Not So Scary Tour… Richardson Olmsted Complex

The Richardson Olmsted Complex (aka the Buffalo Psych Center)… Everyone knows someone who has broke in, may or may not have been arrested, and all the stories they had to tell. For the rest of us law abiding citizens (or let’s face it just plain scared) we could only listen and be jealous. Until now!

A group of friends and coworkers came upon the fact that The Richardson Olmsted Complex was now giving guided tours. Almost immediately a nice sized group formed and we scheduled a tour.

All of us gathered together on a chilly fall afternoon and were given an introduction from our lovely hostess and two other guides. We had to wear hardhats (which are also available for purchase).

The first thing they explained to us was that this was a historical tour rather than paranormal, much to our dismay. This was out of respect for the current Psych center which is on the same grounds.

The Richardson Olmsted Complex was designed by architect Henry Hobson Richardson and landscape architect Frederick Law Olmsted in the late 19th century. Dr. Thomas Story Kirkbride also helped design the layout of the wards, where the patients would stay.

The tour started in the main building where the offices and reception area originally were. This part of the building is the most renovated, at the time of the tour. The layers of paint were tested and the current color is the best match they could make to the original paint color. The molding was very detailed and scalloped as close to the original as possible. This building is what houses two famed towers. Unfortunately they were never meant to be used and stairs were never built to get up into them.

The tour then went outside and we viewed the capstone, learning a little more of what the building is made of. The type of stone is Medina sandstone from Medina, NY. It was discovered when the Erie Canal was being dug in Medina. It is harder than normal sandstone and besides being used in the Richardson Olmsted Complex; it is also used in Buckingham Palace and The Brooklyn Bridge.

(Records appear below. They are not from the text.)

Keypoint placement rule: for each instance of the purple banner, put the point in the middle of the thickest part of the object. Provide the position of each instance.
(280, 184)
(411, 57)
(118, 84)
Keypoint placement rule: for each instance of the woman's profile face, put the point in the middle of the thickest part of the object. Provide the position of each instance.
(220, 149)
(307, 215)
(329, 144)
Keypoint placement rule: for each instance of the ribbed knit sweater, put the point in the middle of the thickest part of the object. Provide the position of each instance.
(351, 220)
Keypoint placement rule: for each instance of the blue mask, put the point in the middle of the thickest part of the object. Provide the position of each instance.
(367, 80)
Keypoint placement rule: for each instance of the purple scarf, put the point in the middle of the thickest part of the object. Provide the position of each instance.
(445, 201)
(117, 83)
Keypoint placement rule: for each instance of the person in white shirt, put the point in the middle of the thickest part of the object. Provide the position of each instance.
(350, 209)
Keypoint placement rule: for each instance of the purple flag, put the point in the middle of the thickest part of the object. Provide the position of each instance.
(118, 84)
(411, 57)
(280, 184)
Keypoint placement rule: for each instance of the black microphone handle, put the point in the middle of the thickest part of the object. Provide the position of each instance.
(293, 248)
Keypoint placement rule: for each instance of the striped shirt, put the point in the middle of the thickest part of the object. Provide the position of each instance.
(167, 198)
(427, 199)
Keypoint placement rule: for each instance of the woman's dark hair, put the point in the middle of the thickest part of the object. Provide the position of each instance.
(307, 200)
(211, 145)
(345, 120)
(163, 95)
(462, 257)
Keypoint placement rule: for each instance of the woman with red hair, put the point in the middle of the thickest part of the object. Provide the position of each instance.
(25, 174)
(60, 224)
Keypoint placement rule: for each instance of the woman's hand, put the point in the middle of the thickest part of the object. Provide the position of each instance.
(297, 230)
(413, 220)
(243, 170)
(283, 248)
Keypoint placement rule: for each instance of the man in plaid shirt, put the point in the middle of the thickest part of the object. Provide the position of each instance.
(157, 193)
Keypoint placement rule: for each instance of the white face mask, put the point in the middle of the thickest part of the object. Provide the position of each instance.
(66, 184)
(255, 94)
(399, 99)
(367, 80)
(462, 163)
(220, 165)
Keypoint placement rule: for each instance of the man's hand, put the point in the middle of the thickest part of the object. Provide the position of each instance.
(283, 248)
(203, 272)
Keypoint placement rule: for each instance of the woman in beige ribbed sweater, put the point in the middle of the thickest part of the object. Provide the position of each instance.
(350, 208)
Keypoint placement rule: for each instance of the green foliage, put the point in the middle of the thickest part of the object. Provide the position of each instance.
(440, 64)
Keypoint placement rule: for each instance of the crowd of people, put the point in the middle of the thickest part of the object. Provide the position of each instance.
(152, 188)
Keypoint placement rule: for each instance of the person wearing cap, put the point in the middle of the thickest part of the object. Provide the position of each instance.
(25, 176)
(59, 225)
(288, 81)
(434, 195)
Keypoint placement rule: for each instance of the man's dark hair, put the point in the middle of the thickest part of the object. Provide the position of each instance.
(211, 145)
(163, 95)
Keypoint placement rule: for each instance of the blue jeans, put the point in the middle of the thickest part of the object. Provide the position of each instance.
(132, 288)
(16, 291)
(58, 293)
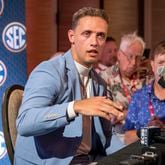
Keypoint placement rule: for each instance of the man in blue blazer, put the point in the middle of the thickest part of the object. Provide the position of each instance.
(49, 122)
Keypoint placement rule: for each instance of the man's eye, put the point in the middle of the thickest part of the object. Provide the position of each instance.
(86, 34)
(101, 36)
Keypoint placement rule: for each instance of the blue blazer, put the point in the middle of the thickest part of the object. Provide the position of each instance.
(45, 137)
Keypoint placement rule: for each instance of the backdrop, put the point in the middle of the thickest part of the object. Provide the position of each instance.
(12, 54)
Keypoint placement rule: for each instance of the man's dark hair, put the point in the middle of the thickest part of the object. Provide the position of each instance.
(88, 11)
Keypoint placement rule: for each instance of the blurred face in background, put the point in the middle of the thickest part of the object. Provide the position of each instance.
(129, 59)
(87, 39)
(109, 54)
(157, 64)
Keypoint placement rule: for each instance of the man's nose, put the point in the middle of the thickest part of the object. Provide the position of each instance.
(94, 41)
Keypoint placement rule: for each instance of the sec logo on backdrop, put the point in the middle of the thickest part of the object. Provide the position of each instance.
(14, 37)
(3, 149)
(3, 73)
(1, 7)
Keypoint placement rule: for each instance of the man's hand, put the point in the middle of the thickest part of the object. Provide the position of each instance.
(99, 106)
(155, 121)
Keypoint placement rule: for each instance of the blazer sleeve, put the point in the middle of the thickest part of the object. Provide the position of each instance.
(43, 109)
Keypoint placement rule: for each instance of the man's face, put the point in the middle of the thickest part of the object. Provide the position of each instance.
(159, 61)
(88, 39)
(129, 59)
(109, 54)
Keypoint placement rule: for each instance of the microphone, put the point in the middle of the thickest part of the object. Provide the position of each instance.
(161, 73)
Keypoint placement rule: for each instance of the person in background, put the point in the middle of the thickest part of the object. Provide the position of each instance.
(108, 56)
(59, 53)
(147, 107)
(65, 113)
(122, 79)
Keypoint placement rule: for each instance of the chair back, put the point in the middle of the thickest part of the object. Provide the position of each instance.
(12, 99)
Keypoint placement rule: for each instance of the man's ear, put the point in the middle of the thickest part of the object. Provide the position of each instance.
(71, 36)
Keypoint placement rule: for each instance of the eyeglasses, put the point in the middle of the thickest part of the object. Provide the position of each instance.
(132, 57)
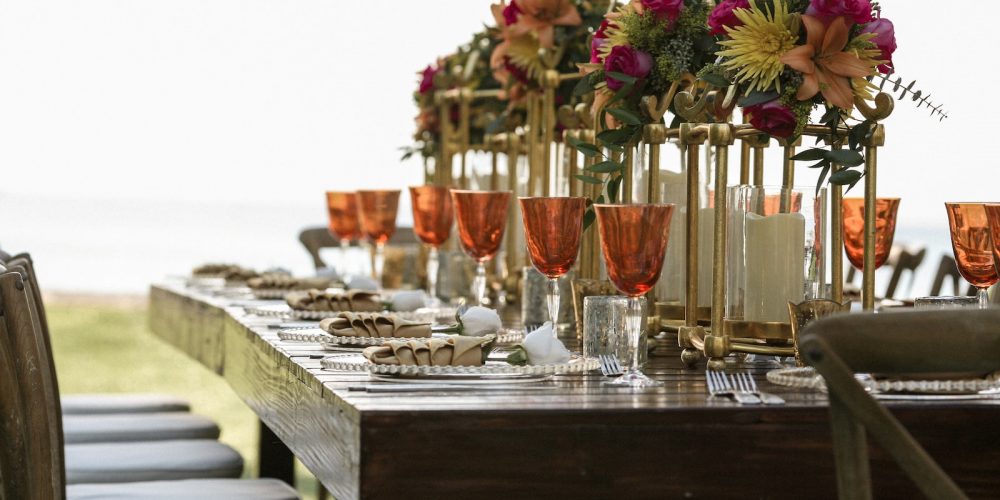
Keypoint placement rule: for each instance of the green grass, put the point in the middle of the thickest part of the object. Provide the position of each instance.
(106, 348)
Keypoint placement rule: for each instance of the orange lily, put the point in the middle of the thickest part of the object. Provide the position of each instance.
(827, 69)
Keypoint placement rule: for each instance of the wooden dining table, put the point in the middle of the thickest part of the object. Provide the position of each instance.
(568, 437)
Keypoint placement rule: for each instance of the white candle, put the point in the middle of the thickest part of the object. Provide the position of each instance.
(775, 253)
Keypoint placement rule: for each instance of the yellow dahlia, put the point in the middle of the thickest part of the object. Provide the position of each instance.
(754, 49)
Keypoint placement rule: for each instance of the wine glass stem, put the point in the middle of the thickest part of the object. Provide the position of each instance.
(633, 329)
(552, 296)
(479, 284)
(432, 270)
(379, 262)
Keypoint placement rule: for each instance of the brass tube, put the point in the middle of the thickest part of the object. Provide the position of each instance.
(837, 236)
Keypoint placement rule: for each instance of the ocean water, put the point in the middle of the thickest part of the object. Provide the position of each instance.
(122, 246)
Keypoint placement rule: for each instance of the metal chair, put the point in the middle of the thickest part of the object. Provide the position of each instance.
(908, 343)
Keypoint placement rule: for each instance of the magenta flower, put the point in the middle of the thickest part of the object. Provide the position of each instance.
(628, 61)
(885, 40)
(722, 15)
(859, 11)
(773, 118)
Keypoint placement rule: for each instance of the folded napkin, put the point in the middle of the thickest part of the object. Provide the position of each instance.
(318, 300)
(452, 351)
(348, 324)
(277, 281)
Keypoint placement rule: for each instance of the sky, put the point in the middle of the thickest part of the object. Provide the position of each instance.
(228, 104)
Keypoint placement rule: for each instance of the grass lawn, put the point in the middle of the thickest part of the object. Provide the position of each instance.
(106, 346)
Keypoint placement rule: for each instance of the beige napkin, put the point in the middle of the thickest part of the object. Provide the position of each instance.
(318, 300)
(453, 351)
(278, 281)
(348, 324)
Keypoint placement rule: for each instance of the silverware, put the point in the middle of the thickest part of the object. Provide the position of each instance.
(745, 382)
(610, 366)
(718, 386)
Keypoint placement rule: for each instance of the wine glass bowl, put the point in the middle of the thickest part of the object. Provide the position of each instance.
(634, 241)
(854, 229)
(378, 221)
(552, 229)
(971, 242)
(481, 217)
(432, 219)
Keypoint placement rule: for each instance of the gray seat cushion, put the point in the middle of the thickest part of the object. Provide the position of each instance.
(144, 427)
(89, 404)
(150, 461)
(194, 489)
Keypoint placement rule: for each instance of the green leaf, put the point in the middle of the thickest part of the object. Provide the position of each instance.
(625, 116)
(614, 136)
(758, 98)
(621, 77)
(605, 167)
(846, 157)
(811, 154)
(845, 177)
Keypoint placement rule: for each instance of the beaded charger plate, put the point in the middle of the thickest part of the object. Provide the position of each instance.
(894, 388)
(284, 311)
(319, 336)
(358, 363)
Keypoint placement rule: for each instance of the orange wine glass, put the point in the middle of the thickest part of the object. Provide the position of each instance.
(971, 242)
(432, 219)
(378, 220)
(481, 218)
(634, 241)
(854, 229)
(342, 209)
(552, 228)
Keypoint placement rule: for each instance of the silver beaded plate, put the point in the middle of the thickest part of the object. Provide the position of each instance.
(358, 363)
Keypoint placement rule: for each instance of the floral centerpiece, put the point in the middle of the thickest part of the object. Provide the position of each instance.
(786, 58)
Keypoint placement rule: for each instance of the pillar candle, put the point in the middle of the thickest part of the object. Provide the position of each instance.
(775, 253)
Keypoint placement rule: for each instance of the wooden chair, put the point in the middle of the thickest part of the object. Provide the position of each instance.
(33, 458)
(908, 343)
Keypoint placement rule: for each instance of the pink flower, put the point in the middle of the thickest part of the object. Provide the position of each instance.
(629, 61)
(669, 9)
(722, 15)
(859, 11)
(511, 13)
(427, 79)
(772, 117)
(885, 40)
(599, 38)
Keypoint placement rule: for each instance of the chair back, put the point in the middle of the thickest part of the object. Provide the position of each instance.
(908, 342)
(39, 471)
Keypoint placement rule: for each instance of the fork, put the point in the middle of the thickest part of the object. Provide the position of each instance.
(746, 383)
(718, 385)
(610, 366)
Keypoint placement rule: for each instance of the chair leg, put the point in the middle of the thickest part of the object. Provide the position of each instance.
(850, 450)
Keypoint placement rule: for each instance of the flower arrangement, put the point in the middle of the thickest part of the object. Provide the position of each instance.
(640, 55)
(786, 58)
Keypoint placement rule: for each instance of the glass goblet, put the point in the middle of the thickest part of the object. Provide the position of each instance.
(634, 241)
(552, 228)
(854, 229)
(970, 240)
(432, 219)
(378, 220)
(342, 209)
(481, 217)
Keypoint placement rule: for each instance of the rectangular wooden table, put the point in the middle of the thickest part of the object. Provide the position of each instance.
(579, 439)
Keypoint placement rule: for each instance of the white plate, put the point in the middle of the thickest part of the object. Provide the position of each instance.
(358, 363)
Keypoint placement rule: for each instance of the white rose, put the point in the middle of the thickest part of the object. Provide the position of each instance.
(543, 348)
(410, 300)
(479, 321)
(362, 283)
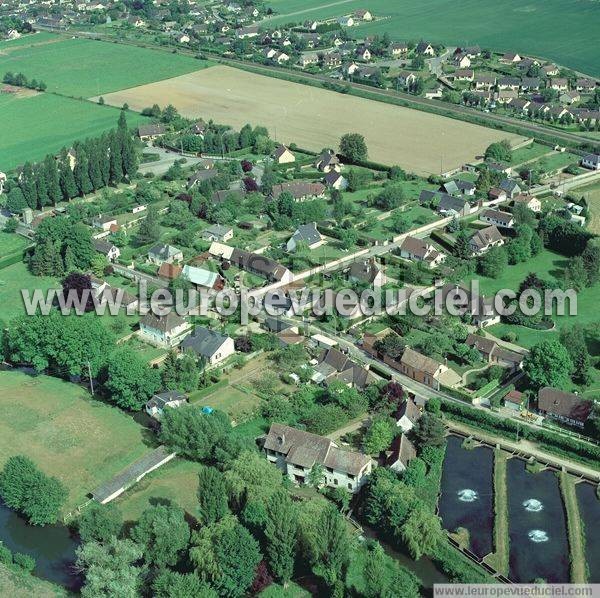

Back inside, the wings of the psych center were next.

The hallways between the main building and all the wings still had the original floors. The design is intricate, multi-colored and beautiful. The wings are where the wards and patients were located. The hallways are very wide and the rooms small. It was designed this way to encourage the patients to come out into the halls to socialize and participate in activities.

Some were removed in 1927 to accommodate Buffalo State College.

One wing was mostly cleaned and being readied for renovation, but you could still get the feel of what it would have been like to be a patient many years ago. The next wing was not cleaned up and there was massive deterioration. Paint was peeling from most of the walls and ceilings. In this wing there was also a barber shop with its original fixtures.

The tour lasted around an hour. There is a 2-hour tour which includes going upstairs to explore. The tours are closed now due to the winter temperatures, but they do start back up in the spring. Definitely looking forward to going back and the longer tour when they start back up in March!